I note from the regimental history of the 7th Toronto that we switched out our 25lbs for 105mm in 1957. I don't know specifically which version they would have been but am pretty sure that when I started my training in 1965 we were referring to the guns which we had as the M2A2 (and not as C1s or C2s at that time)

I just did a quick search for documentation and came across a record for CAMT 4-24-4 titled "Canadian Army manual of training : artillery training : gun drill for 105mm Howitzer M2A2 on carriage M2A2, 1958" which I'm pretty sure is the manual I did my training on.

I suspect that since the M2A2's came off the production lines in Sorel in 1955/56 that the guns that Toronto received in 57 were probably the same M2A2s I trained on in 65.

 :cheers:


----------



## Colin Parkinson (25 Oct 2016)

Now if we could get South Korea to release some of it war reserves, we could easily re-equip all the Reserve Arty with M2A2's again, I think they have around 1500 tucked away.  [


----------



## Old Sweat (25 Oct 2016)

I also recall referring to the 105s as M2A2s, and I think I may have worked on a 105mm howitzer in my one summer concentration as a gun number that did not have the muzzle swell.


----------



## FJAG (25 Oct 2016)

Old Sweat said:
			
		

> I also recall referring to the 105s as M2A2s, and I think I may have worked on a 105mm howitzer in my one summer concentration as a gun number that did not have the muzzle swell.
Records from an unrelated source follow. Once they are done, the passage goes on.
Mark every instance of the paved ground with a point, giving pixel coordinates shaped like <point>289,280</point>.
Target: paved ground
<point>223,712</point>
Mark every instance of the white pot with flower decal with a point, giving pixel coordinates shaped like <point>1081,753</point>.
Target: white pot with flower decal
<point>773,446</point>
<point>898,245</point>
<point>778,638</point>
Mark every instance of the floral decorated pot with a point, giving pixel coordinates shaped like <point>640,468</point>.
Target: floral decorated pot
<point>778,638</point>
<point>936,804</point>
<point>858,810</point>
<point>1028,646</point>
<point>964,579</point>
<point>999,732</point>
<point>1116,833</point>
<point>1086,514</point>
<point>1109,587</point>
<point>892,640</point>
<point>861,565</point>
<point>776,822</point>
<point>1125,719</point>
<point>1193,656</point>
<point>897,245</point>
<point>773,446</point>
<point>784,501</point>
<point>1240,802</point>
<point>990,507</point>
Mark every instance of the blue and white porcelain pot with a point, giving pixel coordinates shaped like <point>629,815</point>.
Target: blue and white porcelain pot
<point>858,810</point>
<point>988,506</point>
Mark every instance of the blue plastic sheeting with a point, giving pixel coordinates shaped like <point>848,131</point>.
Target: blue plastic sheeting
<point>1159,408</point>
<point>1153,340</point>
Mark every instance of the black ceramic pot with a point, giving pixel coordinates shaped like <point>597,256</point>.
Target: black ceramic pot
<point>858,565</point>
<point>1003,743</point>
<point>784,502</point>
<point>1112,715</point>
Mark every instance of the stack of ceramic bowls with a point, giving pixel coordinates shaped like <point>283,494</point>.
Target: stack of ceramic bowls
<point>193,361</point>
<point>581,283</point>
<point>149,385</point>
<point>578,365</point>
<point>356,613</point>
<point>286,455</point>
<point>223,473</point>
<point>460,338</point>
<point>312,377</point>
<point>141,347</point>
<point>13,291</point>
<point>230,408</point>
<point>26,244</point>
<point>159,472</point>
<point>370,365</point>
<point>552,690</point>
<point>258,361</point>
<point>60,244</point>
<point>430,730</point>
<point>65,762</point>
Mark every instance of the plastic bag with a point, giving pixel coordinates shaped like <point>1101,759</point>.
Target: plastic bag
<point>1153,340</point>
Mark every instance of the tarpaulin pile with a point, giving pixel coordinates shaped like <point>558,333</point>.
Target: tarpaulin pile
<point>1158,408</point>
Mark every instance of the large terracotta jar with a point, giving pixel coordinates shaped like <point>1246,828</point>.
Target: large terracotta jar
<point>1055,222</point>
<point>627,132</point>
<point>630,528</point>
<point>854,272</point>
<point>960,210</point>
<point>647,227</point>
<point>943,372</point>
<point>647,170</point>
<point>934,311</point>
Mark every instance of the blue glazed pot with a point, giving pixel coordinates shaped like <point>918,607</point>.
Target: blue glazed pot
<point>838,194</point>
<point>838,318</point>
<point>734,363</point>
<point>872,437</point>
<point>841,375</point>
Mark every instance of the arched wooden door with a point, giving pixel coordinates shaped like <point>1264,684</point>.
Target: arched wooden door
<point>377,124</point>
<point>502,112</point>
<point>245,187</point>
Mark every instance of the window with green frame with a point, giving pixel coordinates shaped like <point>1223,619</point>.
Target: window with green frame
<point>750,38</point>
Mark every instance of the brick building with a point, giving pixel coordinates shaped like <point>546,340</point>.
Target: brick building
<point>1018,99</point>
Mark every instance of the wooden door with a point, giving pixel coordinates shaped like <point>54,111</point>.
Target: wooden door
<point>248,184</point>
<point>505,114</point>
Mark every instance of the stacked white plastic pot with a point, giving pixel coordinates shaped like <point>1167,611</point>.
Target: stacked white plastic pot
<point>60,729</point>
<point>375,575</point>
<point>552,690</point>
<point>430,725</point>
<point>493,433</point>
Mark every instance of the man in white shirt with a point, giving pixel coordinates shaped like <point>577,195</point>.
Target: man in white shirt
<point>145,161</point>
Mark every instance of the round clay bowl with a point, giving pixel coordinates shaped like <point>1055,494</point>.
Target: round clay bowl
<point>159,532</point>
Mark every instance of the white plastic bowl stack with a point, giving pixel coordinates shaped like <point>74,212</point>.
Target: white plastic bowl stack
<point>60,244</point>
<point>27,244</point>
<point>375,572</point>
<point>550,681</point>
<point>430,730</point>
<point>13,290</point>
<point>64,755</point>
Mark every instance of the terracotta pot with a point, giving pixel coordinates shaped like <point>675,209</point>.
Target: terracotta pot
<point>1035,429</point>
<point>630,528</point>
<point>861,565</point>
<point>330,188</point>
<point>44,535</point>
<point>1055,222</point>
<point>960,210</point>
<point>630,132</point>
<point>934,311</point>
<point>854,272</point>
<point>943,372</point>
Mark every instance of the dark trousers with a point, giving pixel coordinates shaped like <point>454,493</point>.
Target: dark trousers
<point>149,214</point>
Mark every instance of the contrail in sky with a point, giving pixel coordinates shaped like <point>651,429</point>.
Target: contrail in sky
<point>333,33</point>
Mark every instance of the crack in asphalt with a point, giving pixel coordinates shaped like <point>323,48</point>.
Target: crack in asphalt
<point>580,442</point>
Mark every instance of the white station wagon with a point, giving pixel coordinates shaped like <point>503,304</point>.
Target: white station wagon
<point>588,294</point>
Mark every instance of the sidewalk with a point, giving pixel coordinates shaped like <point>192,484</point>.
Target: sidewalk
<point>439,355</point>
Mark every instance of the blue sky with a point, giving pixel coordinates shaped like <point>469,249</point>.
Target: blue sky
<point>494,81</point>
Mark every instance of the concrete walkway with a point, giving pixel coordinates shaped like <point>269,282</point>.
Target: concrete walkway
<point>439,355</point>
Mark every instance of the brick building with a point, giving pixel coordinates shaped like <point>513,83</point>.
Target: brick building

I can't say that I ever noticed one without the muzzle swell. I do know the ones I trained on originally had them as it was one of the many features that we had to learn about for our "identify the parts of the howitzer" test we were given on my gun layer's course. Man that little "L" badge and white lanyard on my battle dress looked impressive!!  ;D

 :cheers:


----------



## Colin Parkinson (25 Oct 2016)

Looking at the pictures on the site I posted, the swell appears in the early 70's for the 15th FD guns


----------